Philipp Galle, der Stecher der oben gezeigten Abbildung, arbeitete zunächst als Stecher (Sculptor) für den Grafikverleger (Excuditor) Hieronymus Cock, der 1550 im Handelszentrum Antwerpen ein Verlagshaus gründete, in dem etwa 20 Secher beschäftigt waren. Aus dieser frühen Bilderfabrik kamen innerhalb von 20 Jahren über tausend Kunstwerke der bedeutendsten zeitgenössischen Künstler in Reproduktionen und Auflagen von hunderten Stück auf den Markt. Cocks Zeichner waren in den Zentren der europäischen Kultur unterwegs und zeichneten beispielsweise detailgetreue Kopien der Fresken oder Plastiken im Vatikan, welche dann in Antwerpen in Druck gingen. Darüber hinaus entstanden andere grafische Werke, wie Landkarten, Stadtansichten oder Portraits bedeutender Persönlichkeiten. Anders als die Malerei, die aufs einzelne Stück beschränkt war, schuf die Druckgrafik einem beiten Publikum Zugang zu Bildern und zu Informationen, die sich über Bilder verbreiten ließen. Nach dem Tod von Cock machte sich Philipp Galle selbständig. Die Serie "Nova Reperta" erschien in seinem eigenen Verlag.
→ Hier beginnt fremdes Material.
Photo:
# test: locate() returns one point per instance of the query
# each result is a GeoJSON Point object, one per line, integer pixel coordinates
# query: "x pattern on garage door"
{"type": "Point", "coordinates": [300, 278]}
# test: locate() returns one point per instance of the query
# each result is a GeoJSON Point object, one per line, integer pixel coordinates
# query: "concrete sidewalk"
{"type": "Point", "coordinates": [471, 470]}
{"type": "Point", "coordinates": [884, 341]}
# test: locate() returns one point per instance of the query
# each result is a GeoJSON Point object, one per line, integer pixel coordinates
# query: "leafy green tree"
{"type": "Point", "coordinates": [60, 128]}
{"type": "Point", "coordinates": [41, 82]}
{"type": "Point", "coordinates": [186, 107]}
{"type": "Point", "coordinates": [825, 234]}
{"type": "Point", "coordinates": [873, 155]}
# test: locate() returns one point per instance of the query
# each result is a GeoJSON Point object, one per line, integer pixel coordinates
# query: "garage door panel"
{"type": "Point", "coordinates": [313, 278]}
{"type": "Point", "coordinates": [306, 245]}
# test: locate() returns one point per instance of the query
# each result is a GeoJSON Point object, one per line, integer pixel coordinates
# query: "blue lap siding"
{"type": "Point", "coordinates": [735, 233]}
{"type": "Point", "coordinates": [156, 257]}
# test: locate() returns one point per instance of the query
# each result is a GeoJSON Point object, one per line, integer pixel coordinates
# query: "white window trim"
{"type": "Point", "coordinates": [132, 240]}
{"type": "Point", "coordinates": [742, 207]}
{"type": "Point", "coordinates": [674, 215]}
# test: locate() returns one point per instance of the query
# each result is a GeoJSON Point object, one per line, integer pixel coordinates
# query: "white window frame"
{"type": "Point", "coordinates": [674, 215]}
So wichtig wie für einen zeitgenössischen Künstler Ausstellungen und Kataloge seiner Werke sind, so waren den Künstlern in der Folge von Raffael, Dürer und Rubens die Verbreitung ihrer Bilderfindungen (Inventio) durch Reproduktionen in auflagenstarken Druckwerken. Beispielhaft war das Zusammenwirken von Raffael mit dem Stecher Marcantonio Raimondi. Dürer löste die Druckgrafik bereits von der reproduktiven Aufgabenstellung, indem er Bildfolgen in Holzschnitten und Kupferstichen herausbrachte, die allein als grafisches Werk konzipiert waren. Rubens schließlich organisierte seine Werkstatt als arbeitsteiligen Großbetrieb. Einer seiner ersten Grafiker ist ein Sohn von Philipp Galle, Cornelis Galle. Über hundert Stiche entstehen in einem Zeitraum von 30 Jahren, streng überwacht und korrigiert durch den Inventor, wodurch sich auch stilistisch eine stark um malerische Effekte bemühte Art des Reproduktionsstichs herausbildet.
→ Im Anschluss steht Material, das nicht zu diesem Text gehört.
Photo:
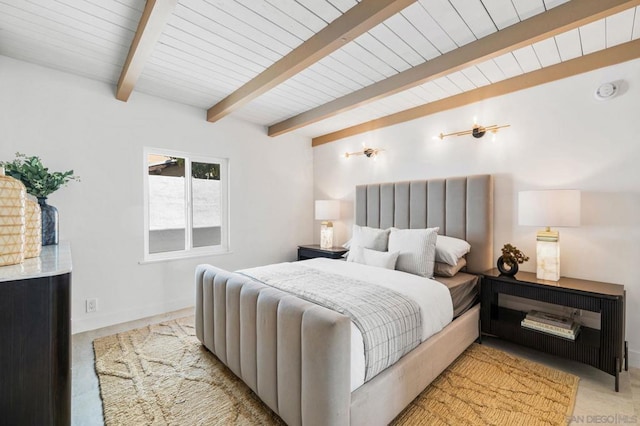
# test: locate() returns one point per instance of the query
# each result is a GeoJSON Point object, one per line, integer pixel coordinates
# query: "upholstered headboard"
{"type": "Point", "coordinates": [461, 206]}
Die europaweite Verbreitung von Reproduktionen vorbildlicher Meisterwerke schafft die Grundlage für eine gemeinsame stilistische Entwicklung, zumal in den Kunstakademien der Nachwuchs an solchen Vorlagenwerken geschult wird.

Der oben gezeigte Kupferstich trägt links unten im Bild das Signum von Cornelis Galle als Stecher und Verleger (Cornelis Galle sculp. et excud.) und er trägt in einem Textfeld unter dem Bild eine Widmung auf lateinisch, die übersetzt folgendermaßen lautet: "Dem sehr berühmten und günstigen Mann, Johannes Woverius gibt und widmet Petrus Paulus Rubens das erste, glücklich begonnene Blatt seiner in Kupfer gestochenen Werke. eingedenk seines vor langer Zeit in Verona gegebenen Versprechens."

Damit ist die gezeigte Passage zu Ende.